Ainsi, si vous êtes un fabricant de carrioles ou un propriétaire d’écurie, vous pouvez toujours comploter pour obtenir du gouvernement qu’il restreigne la circulation des voitures sans chevaux ou qu’il les taxe fortement (vous pouvez aussi crever leurs pneus la nuit quand personne ne regarde), mais il y a des chances pour que ce soit un combat perdu d’avance.

Il est vrai que vous êtes assuré du soutien d’Arnaud Montebourg et d’Aurélie Filippetti –qui sont nés après 1950, connaissent le Web et pensent qu’il s’agit d’une mode sans lendemain–, mais c’est reculer pour mieux sauter et vous feriez mieux de passer directement à la fabrication de jet packs parce que tout va si vite, désormais...

Pour autant, elles bougent encore, les bagnoles, ce qui est justement leur point fort, et elles ont plutôt tendance à participer à ce grand mouvement de renouvellement permanent. C’est ce que l’on doit se dire in petto chez les loueurs de voitures depuis quelques mois, avec l’arrivée de tout un tas de concurrents nés avec Internet.

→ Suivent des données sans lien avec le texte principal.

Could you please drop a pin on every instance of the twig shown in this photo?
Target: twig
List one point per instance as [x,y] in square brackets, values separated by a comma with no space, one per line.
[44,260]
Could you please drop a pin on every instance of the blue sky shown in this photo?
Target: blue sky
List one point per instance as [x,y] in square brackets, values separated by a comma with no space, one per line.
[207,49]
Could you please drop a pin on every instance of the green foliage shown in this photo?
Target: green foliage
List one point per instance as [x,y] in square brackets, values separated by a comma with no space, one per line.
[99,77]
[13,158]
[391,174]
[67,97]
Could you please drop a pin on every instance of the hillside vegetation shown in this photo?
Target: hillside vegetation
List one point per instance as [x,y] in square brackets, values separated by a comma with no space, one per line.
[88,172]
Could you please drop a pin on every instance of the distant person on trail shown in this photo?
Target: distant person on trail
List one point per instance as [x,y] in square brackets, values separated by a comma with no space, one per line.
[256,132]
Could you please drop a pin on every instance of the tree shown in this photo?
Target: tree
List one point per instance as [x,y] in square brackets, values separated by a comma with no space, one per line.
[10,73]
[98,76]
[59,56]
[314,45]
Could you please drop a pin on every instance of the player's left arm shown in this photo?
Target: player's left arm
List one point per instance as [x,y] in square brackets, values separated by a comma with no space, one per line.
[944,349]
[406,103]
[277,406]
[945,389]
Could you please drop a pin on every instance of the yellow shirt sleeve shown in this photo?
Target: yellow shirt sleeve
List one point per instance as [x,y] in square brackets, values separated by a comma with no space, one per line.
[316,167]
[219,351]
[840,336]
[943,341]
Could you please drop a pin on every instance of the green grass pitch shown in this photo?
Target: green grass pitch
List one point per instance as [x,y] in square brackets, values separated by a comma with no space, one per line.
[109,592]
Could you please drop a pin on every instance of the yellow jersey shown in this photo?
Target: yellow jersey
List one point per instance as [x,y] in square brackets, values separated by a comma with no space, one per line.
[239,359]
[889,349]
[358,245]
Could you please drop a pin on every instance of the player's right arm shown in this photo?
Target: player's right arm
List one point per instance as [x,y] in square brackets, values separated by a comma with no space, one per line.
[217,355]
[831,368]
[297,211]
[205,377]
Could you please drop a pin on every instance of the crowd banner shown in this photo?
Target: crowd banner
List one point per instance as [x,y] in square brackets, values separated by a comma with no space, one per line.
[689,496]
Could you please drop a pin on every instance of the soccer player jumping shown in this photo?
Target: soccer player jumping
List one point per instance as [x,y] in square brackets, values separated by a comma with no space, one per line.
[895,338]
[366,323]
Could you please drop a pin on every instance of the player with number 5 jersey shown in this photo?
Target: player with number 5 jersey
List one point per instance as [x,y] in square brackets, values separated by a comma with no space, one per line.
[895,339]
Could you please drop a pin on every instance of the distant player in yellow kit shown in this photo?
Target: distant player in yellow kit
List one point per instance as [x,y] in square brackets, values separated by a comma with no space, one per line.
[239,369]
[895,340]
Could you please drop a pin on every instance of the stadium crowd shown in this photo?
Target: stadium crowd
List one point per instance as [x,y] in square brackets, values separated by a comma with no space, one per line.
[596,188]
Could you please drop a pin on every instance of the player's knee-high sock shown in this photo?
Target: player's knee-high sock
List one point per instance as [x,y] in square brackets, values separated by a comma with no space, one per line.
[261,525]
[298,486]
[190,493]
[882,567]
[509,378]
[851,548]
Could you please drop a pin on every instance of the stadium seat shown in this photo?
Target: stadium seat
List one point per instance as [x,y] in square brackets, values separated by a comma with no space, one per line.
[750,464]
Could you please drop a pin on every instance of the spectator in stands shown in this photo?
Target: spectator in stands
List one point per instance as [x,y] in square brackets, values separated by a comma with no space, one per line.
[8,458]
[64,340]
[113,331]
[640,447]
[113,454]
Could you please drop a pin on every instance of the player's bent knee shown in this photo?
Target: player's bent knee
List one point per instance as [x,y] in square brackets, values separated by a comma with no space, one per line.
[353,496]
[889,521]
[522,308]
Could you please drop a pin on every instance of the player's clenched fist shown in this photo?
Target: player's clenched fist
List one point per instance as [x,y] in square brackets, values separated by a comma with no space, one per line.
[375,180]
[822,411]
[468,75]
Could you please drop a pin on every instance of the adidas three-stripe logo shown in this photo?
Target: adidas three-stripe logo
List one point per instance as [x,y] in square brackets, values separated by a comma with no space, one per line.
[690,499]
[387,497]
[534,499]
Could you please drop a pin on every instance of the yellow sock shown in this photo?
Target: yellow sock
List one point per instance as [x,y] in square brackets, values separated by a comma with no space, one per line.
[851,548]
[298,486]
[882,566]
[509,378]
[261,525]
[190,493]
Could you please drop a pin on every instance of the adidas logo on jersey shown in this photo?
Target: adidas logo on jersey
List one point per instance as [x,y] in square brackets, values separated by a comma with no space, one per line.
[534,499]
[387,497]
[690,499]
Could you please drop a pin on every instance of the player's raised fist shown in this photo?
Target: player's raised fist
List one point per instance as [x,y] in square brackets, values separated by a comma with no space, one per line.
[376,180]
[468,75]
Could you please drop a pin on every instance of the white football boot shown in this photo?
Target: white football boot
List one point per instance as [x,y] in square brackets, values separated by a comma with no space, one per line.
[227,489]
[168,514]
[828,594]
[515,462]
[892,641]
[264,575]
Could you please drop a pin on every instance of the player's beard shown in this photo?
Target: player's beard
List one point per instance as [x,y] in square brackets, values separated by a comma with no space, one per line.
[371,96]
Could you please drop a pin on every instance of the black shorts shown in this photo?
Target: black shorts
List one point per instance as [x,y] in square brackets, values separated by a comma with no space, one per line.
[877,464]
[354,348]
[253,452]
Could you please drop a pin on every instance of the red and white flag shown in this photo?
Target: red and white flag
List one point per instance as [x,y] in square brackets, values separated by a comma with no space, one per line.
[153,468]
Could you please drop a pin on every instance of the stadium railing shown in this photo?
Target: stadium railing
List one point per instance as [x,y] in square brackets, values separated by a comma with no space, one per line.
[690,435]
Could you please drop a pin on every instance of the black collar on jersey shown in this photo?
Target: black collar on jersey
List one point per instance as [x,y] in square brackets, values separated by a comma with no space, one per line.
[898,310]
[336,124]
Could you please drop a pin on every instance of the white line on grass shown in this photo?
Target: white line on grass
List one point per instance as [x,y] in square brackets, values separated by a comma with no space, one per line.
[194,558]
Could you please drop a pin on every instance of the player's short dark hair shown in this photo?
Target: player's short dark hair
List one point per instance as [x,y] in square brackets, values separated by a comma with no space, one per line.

C’est d’ailleurs surprenant parce que, jusqu’à présent, ces gens-là étaient plutôt présentés comme les grands gagnants des nouveaux modes de consommation: les générations montantes ont un rapport différent des cohortes déclinantes à la propriété automobile et font en effet de plus en plus appel à la location, engloutir le prix d’une petite maison dans une tonne de métal avec des essuie-glace leur paraissant le comble du mauvais goût.

«Concurrence déloyale»

Las, après l’autopartage, qui n’était déjà pas une bonne nouvelle, Autolib, qui en était carrément une mauvaise, voici que s’avance la location d’autos entre particuliers, véritable goutte de sans-plomb qui fait déborder le réservoir.

«Nous ne sommes pas contre cette activité par principe, tente de moduler André Gallin, le patron de Hertz France et représentant de sa filière au sein du CNPA (Conseil national des professionnels de l’automobile). Et nous comprenons qu’elle se mette en place pour des raisons multiples, qu’il s’agisse de la crise économique, du désintérêt pour l’achat d’une voiture par les post-baby boomers ou de l’irruption d’Internet, mais nous pensons qu’il s’agit d’une concurrence déloyale parce qu’elle n’est pas soumise aux même règles du jeu

Avec un chiffre d’affaires d’environ 2,2 milliards d’euros et une clientèle harmonieusement divisée par le milieu entre particuliers et hommes d’affaires, le secteur peut passer pour sain, mais c’est oublier que sa croissance est atone depuis 2007 et que la concurrence interne était déjà vive: «Il y a encore quelques années, il n’y avait guère qu’une poignée de grandes enseignes internationales sur le secteur. Mais aujourd’hui, nous sommes de plus en plus nombreux avec les loueurs low-cost, les indépendants, la location par les concessionnaires automobiles... De plus, la clientèle business a remplacé certains déplacements par des visio-conférences et ça nous affecte…»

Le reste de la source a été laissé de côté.